One other thing you might consider, there's some very good disk drive/ide
diagnostic software programs out there, one in particular is
http://mhddsoftware.com/ and I believe a few of these will check for
proper cable
setup - you should get in the habit of always runing one of these first
on any system before you set it up - unless such system (like a
commercial server like a HP or Dell) comes
with it's own set of diagnostics.  If you had done this you would
probably have
corrected the problem before installing.

> Oh, and with old BIOS:es that do not allow you to select which drive to
> boot from, if both the primary and the secondary master are bootable,
> will the primary master always be prefered?
>

Yes.  The original IDE standard was derived from the old MFM/RLL disk
drive controllers.
These controllers usually grabbed a chunk of ROM memory - c800-c9ff very
common -
and set themselves up on port 1F0, IRQ 14.  They only supported 2 disk
drives, primary
and slave, and the IBM PC convention hard-coded the primary as boot disk,
drive C:

Later on when the 286 and AT bus came out and people wanted to run more
than 2
MFM drives, IBM defined port 170 IRQ 15 for a second MFM/FLL controller,
and the
convention remained the same for the boot drive.  You would jumper the
second controller
to use ROM memory ca00-cbff or some such.

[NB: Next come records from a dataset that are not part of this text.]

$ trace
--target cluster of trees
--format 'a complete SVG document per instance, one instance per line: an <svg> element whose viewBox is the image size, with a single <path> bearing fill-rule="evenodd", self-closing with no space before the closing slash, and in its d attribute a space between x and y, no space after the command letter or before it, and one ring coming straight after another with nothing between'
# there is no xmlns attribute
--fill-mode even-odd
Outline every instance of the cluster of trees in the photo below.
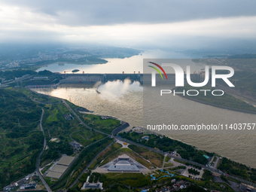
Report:
<svg viewBox="0 0 256 192"><path fill-rule="evenodd" d="M65 175L50 186L53 190L63 187L65 185L66 187L69 186L80 172L85 168L85 166L93 159L93 157L99 153L104 148L105 148L112 139L106 138L101 140L96 143L94 143L90 146L90 148L86 148L78 156L74 163L71 166L69 170L65 173ZM72 172L74 172L72 175ZM69 178L69 182L67 184L67 179Z"/></svg>
<svg viewBox="0 0 256 192"><path fill-rule="evenodd" d="M149 185L151 181L149 177L146 177L142 174L135 174L136 176L127 175L126 177L111 177L107 178L105 174L102 174L99 177L99 181L103 182L103 187L108 188L109 186L118 184L120 185L130 185L134 187L142 187Z"/></svg>
<svg viewBox="0 0 256 192"><path fill-rule="evenodd" d="M100 173L99 172L93 172L93 174L90 176L89 182L96 183L100 177Z"/></svg>
<svg viewBox="0 0 256 192"><path fill-rule="evenodd" d="M196 169L200 169L200 170L202 169L202 166L197 166L197 165L194 165L194 164L192 164L192 163L187 163L187 162L185 163L185 165L186 165L186 166L193 166L193 167L194 167L194 168L196 168Z"/></svg>
<svg viewBox="0 0 256 192"><path fill-rule="evenodd" d="M188 172L195 175L200 175L200 172L197 171L197 169L190 168L187 169Z"/></svg>
<svg viewBox="0 0 256 192"><path fill-rule="evenodd" d="M178 150L177 150L177 152L181 156L182 158L190 160L192 160L192 161L203 165L206 165L208 161L207 159L203 157L203 154L206 153L210 156L213 155L213 154L198 151L191 145L187 145L177 140L172 139L164 136L162 139L160 139L159 136L151 135L151 138L148 139L148 141L146 141L145 139L141 141L140 139L139 139L139 142L136 139L139 136L137 133L129 133L123 132L122 133L119 133L119 136L151 148L157 147L163 151L173 151L175 149L178 148Z"/></svg>
<svg viewBox="0 0 256 192"><path fill-rule="evenodd" d="M22 92L0 89L0 188L35 171L43 148L41 108ZM15 157L15 158L14 157Z"/></svg>

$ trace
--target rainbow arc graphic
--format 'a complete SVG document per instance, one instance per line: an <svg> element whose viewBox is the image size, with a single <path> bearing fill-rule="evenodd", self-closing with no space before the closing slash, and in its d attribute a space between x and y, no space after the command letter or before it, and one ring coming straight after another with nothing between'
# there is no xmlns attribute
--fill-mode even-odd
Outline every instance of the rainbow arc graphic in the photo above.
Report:
<svg viewBox="0 0 256 192"><path fill-rule="evenodd" d="M160 66L159 66L157 63L155 63L155 62L149 62L149 63L151 63L151 64L153 64L153 65L155 65L155 66L157 66L160 69L161 69L162 72L163 72L164 75L166 76L166 80L167 80L167 75L166 75L166 72L163 70L163 69ZM160 75L161 75L162 80L163 80L163 75L162 75L160 71L157 68L154 67L154 66L149 66L149 67L153 68L154 69L155 69L155 70L160 74Z"/></svg>

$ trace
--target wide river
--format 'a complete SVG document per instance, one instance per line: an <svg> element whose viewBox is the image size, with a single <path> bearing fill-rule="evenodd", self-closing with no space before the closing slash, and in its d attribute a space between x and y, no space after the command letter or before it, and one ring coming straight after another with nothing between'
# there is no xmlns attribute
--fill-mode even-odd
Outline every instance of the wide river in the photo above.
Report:
<svg viewBox="0 0 256 192"><path fill-rule="evenodd" d="M194 57L199 57L194 56ZM139 56L126 59L106 59L109 62L102 65L81 66L75 64L53 64L40 69L52 72L69 72L75 69L85 71L86 73L118 73L120 72L142 72L143 58L192 58L191 56L166 53L163 51L149 51ZM195 69L202 66L194 66ZM93 85L61 85L57 89L35 89L35 91L46 95L66 99L75 105L84 107L95 114L116 117L134 126L143 126L144 116L151 117L151 111L143 111L143 87L137 82L130 84L113 81L102 84L98 87L100 94L96 92ZM169 123L256 123L256 115L236 112L187 100L179 96L172 96L169 103L174 108L168 115ZM152 108L159 109L163 103L152 102ZM158 108L158 109L157 109ZM160 108L163 110L163 108ZM157 111L154 111L157 114ZM155 116L154 118L160 117ZM149 117L148 117L149 118ZM150 120L148 120L150 121ZM255 127L256 128L256 127ZM256 129L255 129L256 130ZM243 134L232 132L218 134L173 134L165 130L158 133L181 140L200 149L215 152L231 160L256 168L256 131L250 131Z"/></svg>

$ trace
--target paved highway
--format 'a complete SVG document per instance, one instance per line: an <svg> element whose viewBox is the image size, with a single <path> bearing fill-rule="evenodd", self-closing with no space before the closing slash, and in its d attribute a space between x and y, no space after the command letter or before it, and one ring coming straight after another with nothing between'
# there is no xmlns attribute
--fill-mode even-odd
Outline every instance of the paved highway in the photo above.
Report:
<svg viewBox="0 0 256 192"><path fill-rule="evenodd" d="M54 97L54 98L55 98L55 97ZM58 98L58 99L59 99L59 98ZM79 116L73 111L73 109L68 105L68 103L67 103L64 99L61 99L61 100L62 100L62 102L68 107L69 110L69 111L71 111L71 112L72 112L72 113L78 118L78 120L81 122L81 124L83 124L83 125L85 126L86 127L87 127L87 128L92 130L92 128L91 128L90 126L89 126L88 125L85 124L85 123L81 120L81 118L79 117ZM43 109L42 109L42 110L43 110ZM43 133L44 133L44 130L43 130L42 126L41 126L41 120L42 120L43 114L44 114L44 110L43 110L43 113L42 113L41 118L41 121L40 121L40 126L41 126L41 130L42 130L42 132L43 132ZM102 131L99 131L99 130L94 130L96 131L96 132L98 132L98 133L102 133L102 134L108 135L108 136L111 136L111 135L110 135L110 134L105 133L104 133L104 132L102 132ZM130 141L130 140L128 140L128 139L123 139L123 138L121 138L121 137L119 137L119 136L114 136L114 137L117 140L121 140L121 141L123 141L123 142L130 143L130 144L136 145L137 145L137 146L139 146L139 147L145 148L147 148L147 149L149 150L149 151L154 151L154 152L160 154L162 154L162 155L165 155L165 154L166 154L166 153L164 153L164 152L163 152L163 151L161 151L156 150L156 149L154 149L154 148L149 148L149 147L148 147L148 146L145 146L145 145L141 145L141 144L139 144L139 143L136 143L136 142ZM99 141L98 141L98 142L99 142ZM41 153L40 155L39 155L40 157L41 157L41 154L42 154L42 153L44 152L44 151L45 145L46 145L46 140L45 140L45 137L44 137L44 148L43 148L43 151L41 151ZM90 145L88 145L88 146L90 146ZM88 146L87 146L87 147L88 147ZM99 154L97 154L97 155L95 157L95 158L93 158L93 160L95 160L95 159L98 157L98 155L99 155ZM209 171L211 171L211 172L215 172L215 173L218 173L218 174L220 174L220 175L225 175L223 172L219 171L219 170L216 170L215 169L213 169L213 168L211 168L211 167L208 167L208 166L204 166L204 165L202 165L202 164L200 164L200 163L195 163L195 162L193 162L193 161L186 160L186 159L183 159L183 158L181 158L181 157L176 157L176 156L172 156L172 155L171 155L171 154L168 154L167 155L168 155L169 157L170 157L174 158L174 159L180 160L182 160L182 161L184 161L184 162L188 162L188 163L193 163L193 164L195 164L195 165L200 166L202 166L203 168L204 168L204 169L208 169L208 170L209 170ZM39 163L40 163L40 158L39 158L39 157L38 157L38 162L37 162L37 163L38 163L38 165L39 165ZM87 167L90 166L90 165L93 162L93 160L92 160L92 162L90 162L90 163L89 163L89 164L87 165L87 166L85 168L85 169L87 169ZM39 160L39 161L38 161L38 160ZM38 167L39 167L39 166L38 166ZM38 169L38 165L37 165L37 169ZM37 170L39 171L39 169L37 169ZM84 172L84 171L81 172L81 175L82 175L82 173ZM44 179L41 177L40 172L38 172L38 173L39 173L38 175L41 176L40 178L41 178L42 181L44 182ZM77 178L77 179L75 181L75 182L74 182L71 186L73 186L73 185L78 181L78 179L79 179L79 178L81 177L81 175L78 175L78 177ZM242 182L243 182L243 183L250 184L250 185L251 185L251 186L256 187L256 184L255 184L251 183L251 182L250 182L250 181L248 181L243 180L243 179L241 179L241 178L236 178L236 177L231 176L231 175L227 175L227 177L229 177L229 178L230 178L236 179L236 180L237 180L237 181L242 181ZM47 183L46 183L45 181L44 181L44 183L45 183L45 184L47 184ZM45 185L45 184L44 184L44 186L48 186L47 184L47 185ZM46 188L47 188L47 187L46 187ZM48 189L49 189L50 190L48 190ZM48 189L47 189L48 191L51 191L49 187L48 187Z"/></svg>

At this time all disk access through MS-DOS was through the rom routines
in the
controllers.

When Microsoft came out with Windows they wanted control of the disk
access for
the swapfile for decent performance so they wrote a disk driver that
suplanted the
controllers BIOS.

When IDE came out (and we are talking the first IDE disk drives were 20
and 40
megabyte drives, and I mean megabyte, not gigabyte) they wanted to take
advantage
of the work done on the disk driver for Windows by Microsoft, so they
made the
IDE register, port and IRQ settings and interface identical.  IBM also
took the
disk code off the controller card and put it into main system BIOS.

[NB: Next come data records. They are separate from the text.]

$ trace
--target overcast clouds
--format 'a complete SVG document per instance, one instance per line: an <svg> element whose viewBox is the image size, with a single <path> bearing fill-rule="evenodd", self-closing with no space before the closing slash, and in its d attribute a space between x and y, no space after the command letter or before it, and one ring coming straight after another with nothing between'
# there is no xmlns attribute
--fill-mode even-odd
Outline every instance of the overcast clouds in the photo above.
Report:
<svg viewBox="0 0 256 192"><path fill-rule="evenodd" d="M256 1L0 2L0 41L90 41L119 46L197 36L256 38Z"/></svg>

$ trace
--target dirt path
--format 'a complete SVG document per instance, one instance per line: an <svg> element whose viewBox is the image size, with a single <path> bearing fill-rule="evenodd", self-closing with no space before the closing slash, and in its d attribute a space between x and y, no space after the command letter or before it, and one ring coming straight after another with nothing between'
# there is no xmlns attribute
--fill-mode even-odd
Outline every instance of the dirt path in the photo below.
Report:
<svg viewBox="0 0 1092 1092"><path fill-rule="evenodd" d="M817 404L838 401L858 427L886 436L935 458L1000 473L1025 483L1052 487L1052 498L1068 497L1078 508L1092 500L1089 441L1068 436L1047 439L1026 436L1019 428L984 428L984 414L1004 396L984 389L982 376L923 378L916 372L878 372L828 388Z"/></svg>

At that time with the IBM PC and AT, the convention IBM used had the same
strength
as a standard today.

There's been a gradual migration of these IBM PC conventions into various
standards
over the years.  One of the problems is that at any given time in
history, how
an IDE disk or IDE device worked on the IDE bus might have been governed
by a PC convention, or an ATA standard.  And many of the conventions used
are
stupid in modern hardware so they never made it into a standard.  The
defined
boot device is one of these conventions so it's not part of the standard
except in
a very vague way, so it has pretty much remained a convention,
implemented only
by motherboard manufacturers.

Worst of all is that when things were convention, manufacturers felt they
had
wide lattitude to violate convention for their own proprietary
extensions, and
many manufacturers hoped their own proprietary modifications would be so
desired by the market that they would make it into the standard that was
being
created, thus earning them millions in licensing patented modifications.